Par ailleurs, le tabac-presse excepté en raison de la proximité des participants, les commagents emploient davantage de termes d’adresse neutres que les cliagers. Ils saluent également plus volontiers que les cliagers : ce sont toujours les cliagers qui sont à l’origine des cas de troncation recensés. Il semble donc y avoir une réalisation de la politesse beaucoup plus affirmée chez les commagents que les cliagers, avec un travail rituel plus important. Cette dissymétrie des marques de politesse entre commagents et cliagers est vraisemblablement imputable à la différence de rôles. Les commagents occupent effectivement une position institutionnelle et il semble qu’à cet égard, ils doivent manifester une politesse accrue vis-à-vis des cliagers. Faisant plus facilement usage des termes d’adresse neutres, ils sont aussi plus souvent les initiateurs de l’échange verbal, et s’enquièrent fréquemment de l’état de santé de leurs cliagers. Cet état de fait tend effectivement vers la norme : le commagent est là au service du cliager et lui doit respect et politesse afin de lui souhaiter la bienvenue. Tous ces FFAs y contribuent largement.

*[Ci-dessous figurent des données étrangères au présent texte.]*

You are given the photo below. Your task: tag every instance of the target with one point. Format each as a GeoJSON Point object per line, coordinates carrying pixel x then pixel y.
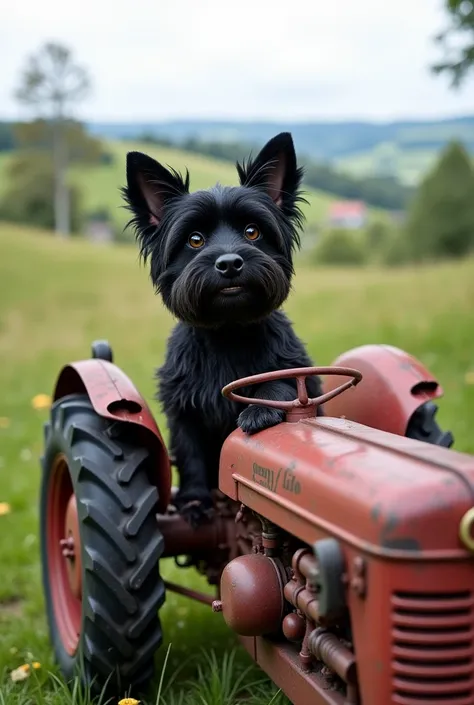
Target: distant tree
{"type": "Point", "coordinates": [53, 83]}
{"type": "Point", "coordinates": [459, 61]}
{"type": "Point", "coordinates": [27, 197]}
{"type": "Point", "coordinates": [440, 223]}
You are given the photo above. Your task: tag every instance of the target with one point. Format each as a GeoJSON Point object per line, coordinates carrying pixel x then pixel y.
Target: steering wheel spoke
{"type": "Point", "coordinates": [303, 406]}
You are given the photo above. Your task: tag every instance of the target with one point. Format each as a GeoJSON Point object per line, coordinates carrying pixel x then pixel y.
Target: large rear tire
{"type": "Point", "coordinates": [100, 548]}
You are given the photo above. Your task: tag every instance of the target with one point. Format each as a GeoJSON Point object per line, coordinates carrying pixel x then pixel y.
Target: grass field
{"type": "Point", "coordinates": [56, 297]}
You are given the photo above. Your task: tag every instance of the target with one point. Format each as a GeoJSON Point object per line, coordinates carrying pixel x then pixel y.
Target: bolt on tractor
{"type": "Point", "coordinates": [340, 549]}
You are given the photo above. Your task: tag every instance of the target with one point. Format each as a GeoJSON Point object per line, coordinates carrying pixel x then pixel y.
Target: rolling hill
{"type": "Point", "coordinates": [100, 185]}
{"type": "Point", "coordinates": [358, 148]}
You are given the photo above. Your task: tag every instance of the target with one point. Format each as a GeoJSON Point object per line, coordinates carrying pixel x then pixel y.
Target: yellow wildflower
{"type": "Point", "coordinates": [22, 672]}
{"type": "Point", "coordinates": [4, 508]}
{"type": "Point", "coordinates": [41, 401]}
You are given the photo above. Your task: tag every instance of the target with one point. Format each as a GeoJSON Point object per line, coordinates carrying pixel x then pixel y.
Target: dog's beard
{"type": "Point", "coordinates": [196, 296]}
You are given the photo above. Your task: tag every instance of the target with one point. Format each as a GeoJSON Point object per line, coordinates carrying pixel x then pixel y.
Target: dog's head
{"type": "Point", "coordinates": [224, 255]}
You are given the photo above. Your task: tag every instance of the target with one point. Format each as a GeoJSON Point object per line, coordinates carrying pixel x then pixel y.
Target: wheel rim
{"type": "Point", "coordinates": [64, 555]}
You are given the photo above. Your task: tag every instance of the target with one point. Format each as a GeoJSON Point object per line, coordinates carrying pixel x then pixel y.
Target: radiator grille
{"type": "Point", "coordinates": [432, 648]}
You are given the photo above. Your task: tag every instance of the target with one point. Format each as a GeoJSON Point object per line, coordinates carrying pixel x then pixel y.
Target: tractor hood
{"type": "Point", "coordinates": [382, 493]}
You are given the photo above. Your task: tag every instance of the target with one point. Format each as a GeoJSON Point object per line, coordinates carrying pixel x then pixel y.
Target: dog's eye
{"type": "Point", "coordinates": [251, 232]}
{"type": "Point", "coordinates": [196, 240]}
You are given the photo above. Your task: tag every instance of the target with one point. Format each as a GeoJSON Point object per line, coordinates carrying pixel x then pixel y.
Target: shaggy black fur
{"type": "Point", "coordinates": [222, 262]}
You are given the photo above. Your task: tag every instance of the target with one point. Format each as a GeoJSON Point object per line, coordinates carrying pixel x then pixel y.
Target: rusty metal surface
{"type": "Point", "coordinates": [280, 661]}
{"type": "Point", "coordinates": [114, 396]}
{"type": "Point", "coordinates": [394, 385]}
{"type": "Point", "coordinates": [252, 600]}
{"type": "Point", "coordinates": [187, 592]}
{"type": "Point", "coordinates": [300, 408]}
{"type": "Point", "coordinates": [180, 538]}
{"type": "Point", "coordinates": [381, 493]}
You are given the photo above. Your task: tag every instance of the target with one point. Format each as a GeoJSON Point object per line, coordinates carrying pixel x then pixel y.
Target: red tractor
{"type": "Point", "coordinates": [341, 550]}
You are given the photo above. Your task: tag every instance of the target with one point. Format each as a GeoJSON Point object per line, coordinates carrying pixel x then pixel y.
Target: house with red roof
{"type": "Point", "coordinates": [350, 215]}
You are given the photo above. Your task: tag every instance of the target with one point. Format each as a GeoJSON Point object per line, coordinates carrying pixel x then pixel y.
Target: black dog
{"type": "Point", "coordinates": [222, 261]}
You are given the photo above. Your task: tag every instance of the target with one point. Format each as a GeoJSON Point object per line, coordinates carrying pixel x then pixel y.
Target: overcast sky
{"type": "Point", "coordinates": [277, 59]}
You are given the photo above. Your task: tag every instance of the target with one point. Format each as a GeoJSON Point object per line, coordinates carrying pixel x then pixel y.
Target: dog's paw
{"type": "Point", "coordinates": [257, 418]}
{"type": "Point", "coordinates": [195, 507]}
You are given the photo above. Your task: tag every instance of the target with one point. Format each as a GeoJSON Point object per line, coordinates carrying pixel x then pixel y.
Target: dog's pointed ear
{"type": "Point", "coordinates": [150, 186]}
{"type": "Point", "coordinates": [274, 169]}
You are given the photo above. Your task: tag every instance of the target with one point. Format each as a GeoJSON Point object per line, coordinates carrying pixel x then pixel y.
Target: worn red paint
{"type": "Point", "coordinates": [114, 396]}
{"type": "Point", "coordinates": [395, 503]}
{"type": "Point", "coordinates": [395, 384]}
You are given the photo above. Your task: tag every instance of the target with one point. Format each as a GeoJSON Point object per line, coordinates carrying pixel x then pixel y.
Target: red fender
{"type": "Point", "coordinates": [393, 386]}
{"type": "Point", "coordinates": [114, 396]}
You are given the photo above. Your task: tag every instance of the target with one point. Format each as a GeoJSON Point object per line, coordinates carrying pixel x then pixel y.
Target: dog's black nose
{"type": "Point", "coordinates": [229, 265]}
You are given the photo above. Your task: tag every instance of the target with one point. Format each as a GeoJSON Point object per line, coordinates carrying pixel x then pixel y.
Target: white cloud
{"type": "Point", "coordinates": [252, 58]}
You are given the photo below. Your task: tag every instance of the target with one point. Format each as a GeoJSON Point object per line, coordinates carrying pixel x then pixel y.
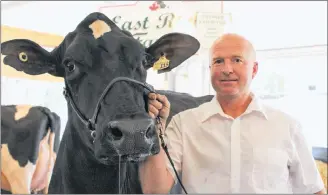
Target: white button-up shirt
{"type": "Point", "coordinates": [262, 151]}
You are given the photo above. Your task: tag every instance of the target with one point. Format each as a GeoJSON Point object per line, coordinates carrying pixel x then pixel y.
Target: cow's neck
{"type": "Point", "coordinates": [84, 172]}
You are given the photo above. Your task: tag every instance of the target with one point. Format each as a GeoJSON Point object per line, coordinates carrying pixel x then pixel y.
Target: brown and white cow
{"type": "Point", "coordinates": [29, 143]}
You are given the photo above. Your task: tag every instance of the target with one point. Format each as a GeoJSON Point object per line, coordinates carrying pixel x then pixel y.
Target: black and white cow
{"type": "Point", "coordinates": [109, 129]}
{"type": "Point", "coordinates": [29, 145]}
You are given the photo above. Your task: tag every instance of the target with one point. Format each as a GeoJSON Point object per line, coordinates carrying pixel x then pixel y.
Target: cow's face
{"type": "Point", "coordinates": [89, 59]}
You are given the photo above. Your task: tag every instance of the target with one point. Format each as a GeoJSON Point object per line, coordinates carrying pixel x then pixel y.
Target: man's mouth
{"type": "Point", "coordinates": [229, 80]}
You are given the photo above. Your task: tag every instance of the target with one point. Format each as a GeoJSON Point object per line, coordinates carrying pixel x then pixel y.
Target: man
{"type": "Point", "coordinates": [233, 144]}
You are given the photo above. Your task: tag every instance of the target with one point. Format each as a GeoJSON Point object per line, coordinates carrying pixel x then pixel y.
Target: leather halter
{"type": "Point", "coordinates": [91, 123]}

Transposant ce que Goffman dit des salutations (1973b : 81), il est possible de considérer que tous ces FFAs sont réalisés uniquement parce qu’il y a une volonté des participants d’accomplir un rituel confirmatif envers autrui. En accomplissant ce rituel, les participants montrent qu’ils veulent être considérés comme des individus débutant ou poursuivant une relation sociale (Firth, 1972 : 30). La fonction des échanges d’ouverture apparaît alors : dans un premier temps, ils permettent aux participants de se reconnaître mutuellement le statut de partenaire d’interaction, et ensuite de construire une relation qui va s’élaborer au fil du temps. Les salutations, quant à elles, servent à montrer que les participants ne sont pas hostiles, et même suffisamment à l’aise pour baisser leur garde, se parler et envisager ou poursuivre une relation sociale, comme en témoignent les séquences d’ouverture auxquelles les participants ont recours pour entrer progressivement dans la transaction, faisant de leur rencontre une interaction à but relationnel tout autant que transactionnel.